Carnitine palmitoyltransferase II deficiency - Successful anaplerotic diet therapy

Institute of Metabolic Disease, Baylor University Medical Center, 3812 Elm St., Dallas, TX 75226, USA.
Neurology (Impact Factor: 8.29). 07/2008; 71(4):260-4. DOI: 10.1212/01.wnl.0000318283.42961.e9
Source: PubMed


Carnitine palmitoyltransferase II (CPT II) deficiency is an important cause of recurrent rhabdomyolysis in children and adults. Current treatment includes dietary fat restriction, with increased carbohydrate intake and exercise restriction to avoid muscle pain and rhabdomyolysis.

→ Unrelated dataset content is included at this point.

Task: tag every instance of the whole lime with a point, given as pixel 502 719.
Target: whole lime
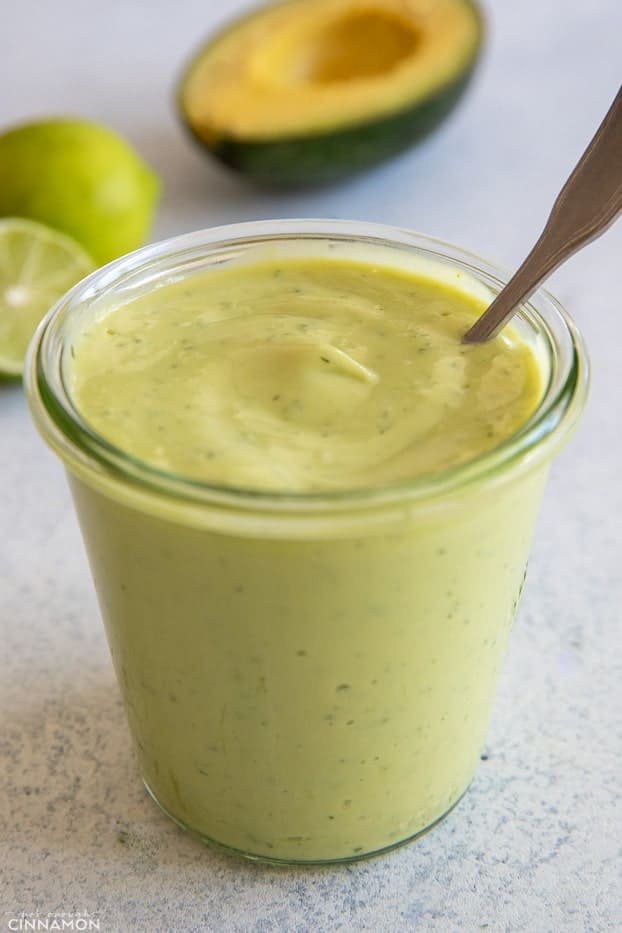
pixel 81 178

CPT II enzyme assay, DNA mutation analysis, quantitative analysis of acylcarnitines in blood and cultured fibroblasts, urinary organic acids, the standardized 36-item Short-Form Health Status survey (SF-36) version 2, and bioelectric impedance for body fat composition. Diet treatment with triheptanoin at 30% to 35% of total daily caloric intake was used for all patients.
Seven patients with CPT II deficiency were studied from 7 to 61 months on the triheptanoin (anaplerotic) diet. Five had previous episodes of rhabdomyolysis requiring hospitalizations and muscle pain on exertion prior to the diet (two younger patients had not had rhabdomyolysis). While on the diet, only two patients experienced mild muscle pain with exercise. During short periods of noncompliance, two patients experienced rhabdomyolysis with exercise. None experienced rhabdomyolysis or hospitalizations while on the diet. All patients returned to normal physical activities including strenuous sports. Exercise restriction was eliminated. Previously abnormal SF-36 physical composite scores returned to normal levels that persisted for the duration of the therapy in all five symptomatic patients.
The triheptanoin diet seems to be an effective therapy for adult-onset carnitine palmitoyltransferase II deficiency.